Toby Furnivall, CCO of Leasing and Lending, Triple Point
SMEs are at the heart of the UK economy, accounting for three fifths of employment and around half of total turnover in the private sector. Despite their vital importance to the country, many SMEs have been struggling to receive financing from mainstream lenders since the financial crisis in 2007-08. The fallout from the Covid-19 pandemic has further limited support from bank lenders to furnish SMEs with the critical funding needed.
Many of these growing and newly established businesses rely on sophisticated backing between £1m and £10m to fund growth, stock or changes in management structure, but are often faced with limited options. As a result, alternative finance providers are increasingly called upon to support businesses with a number of lending strategies, such as asset-based finance, peer-to-peer lending, or direct lending and leasing.
Formerly a space largely occupied by banks, these alternative lending providers are increasingly critical in helping new businesses and established SMEs secure the financing they need to help underpin both their own and the country’s economic growth.
Non-bank lenders are filling the gap
The past 18 months have been challenging for businesses. Uncertainty about the severity and longevity of the Omicron variant and the winter ahead means that these challenges are far from over. In addition, supply chain issues and personnel shortages are having a significant impact at a time when businesses would have hoped to be able to focus on recovery.
On top of this, funding has been difficult to obtain since banks have been overstretched due to their support for existing borrowers and for putting a liquidity premium on rates, penalising those that require funding. As a result of this, management teams have faced limited opportunities to access swift, responsive, and tailored financing solutions for their needs.
With bank lending criteria remaining tight, non-bank lenders are increasingly stepping in. The sector is now estimated to provide 30% of all SME financing according to a recent report by UK Finance, illustrating the vital role alternative lenders play. Yet non-bank lenders have faced their own challenges. For example, non-banks do not have access to Bank of England liquidity schemes, and many have not been able to participate in government lending scheme.
Despite these challenges, lenders have worked hard to accommodate clients, whether through rapidly adjusting their business models to cope with increased demand for lending or allowing for payment deferrals, as well as refinancing debt and obtaining additional lending from wholesale banks and the capital markets where possible.
Leasing and lending can relieve funding pressure
Among the various financing mechanisms, direct lending and leasing have proved to be among the most successful. Direct lending, often via private debt or credit funds, provides fast and tailored access to funding for SMEs and helps support them across all of their financing needs, including acquisitions, shareholder realignments, MBOs, capex programmes, roll-out strategies and re-financings.
Direct lending can take a number of forms, including an amortising loan which is repaid periodically, or a fixed term interest only loan, which is repaid after an agreed timescale. Some SMEs might require a revolving credit facility, allowing for even more flexibility in reacting to the ever-changing needs of a business.
A further option for SMEs is the leasing of business-critical assets, such as machinery or vehicles. This can provide businesses with quick access to vital tools and infrastructure, ensuring that their operations can continue to run smoothly, even in times when cashflow is limited.
Triple Point has played a role in providing support, with our Leasing and Lending Team providing over £250m of financing to UK-based organisations since the start of the pandemic, helping flourishing businesses and able management teams accelerate their growth.
Leasing and lending strategies can be instrumental in relieving financial pressures across both the public and private sectors.

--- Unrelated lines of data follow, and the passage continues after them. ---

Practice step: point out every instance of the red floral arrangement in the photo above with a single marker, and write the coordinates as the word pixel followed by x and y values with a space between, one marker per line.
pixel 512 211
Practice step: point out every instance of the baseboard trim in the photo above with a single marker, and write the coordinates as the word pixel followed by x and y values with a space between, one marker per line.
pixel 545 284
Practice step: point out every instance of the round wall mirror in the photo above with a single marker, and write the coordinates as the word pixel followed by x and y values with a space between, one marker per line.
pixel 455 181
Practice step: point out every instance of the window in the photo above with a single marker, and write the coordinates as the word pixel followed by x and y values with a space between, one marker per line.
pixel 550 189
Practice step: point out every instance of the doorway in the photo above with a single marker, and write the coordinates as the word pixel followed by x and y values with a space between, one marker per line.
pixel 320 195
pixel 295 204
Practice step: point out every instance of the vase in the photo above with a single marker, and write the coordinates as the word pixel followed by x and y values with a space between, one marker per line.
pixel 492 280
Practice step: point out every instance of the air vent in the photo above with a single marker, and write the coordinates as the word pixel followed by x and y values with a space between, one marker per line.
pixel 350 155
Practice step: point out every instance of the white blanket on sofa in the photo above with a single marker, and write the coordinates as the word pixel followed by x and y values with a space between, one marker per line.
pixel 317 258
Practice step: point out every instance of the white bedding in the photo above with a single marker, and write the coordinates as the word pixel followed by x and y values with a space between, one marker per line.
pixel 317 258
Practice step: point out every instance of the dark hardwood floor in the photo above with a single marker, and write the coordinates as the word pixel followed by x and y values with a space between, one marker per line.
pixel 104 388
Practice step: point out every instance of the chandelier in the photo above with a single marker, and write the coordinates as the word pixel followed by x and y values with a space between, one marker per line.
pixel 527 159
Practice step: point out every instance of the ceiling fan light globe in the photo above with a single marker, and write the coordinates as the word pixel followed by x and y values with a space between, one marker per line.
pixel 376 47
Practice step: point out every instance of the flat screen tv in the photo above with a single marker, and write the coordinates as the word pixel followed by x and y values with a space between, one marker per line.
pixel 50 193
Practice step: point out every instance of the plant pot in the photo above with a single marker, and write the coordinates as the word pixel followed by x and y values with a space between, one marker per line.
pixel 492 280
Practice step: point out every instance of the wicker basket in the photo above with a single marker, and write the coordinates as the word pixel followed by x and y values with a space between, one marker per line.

Further, products based on lending and leasing strategies can bring benefits to investors, offering attractive yields that are uncorrelated to traditional asset classes and unaffected by market volatility.
With new businesses and established SMEs bearing much of the economic brunt of the past 2 years there is now a growing recognition that the financial services sector and the alternative financing arena can and should do more to protect SMEs and help them thrive. The UK is home to some of the most innovative and impressive businesses, and the non-bank lending sector has an important role to play in enabling them to flourish.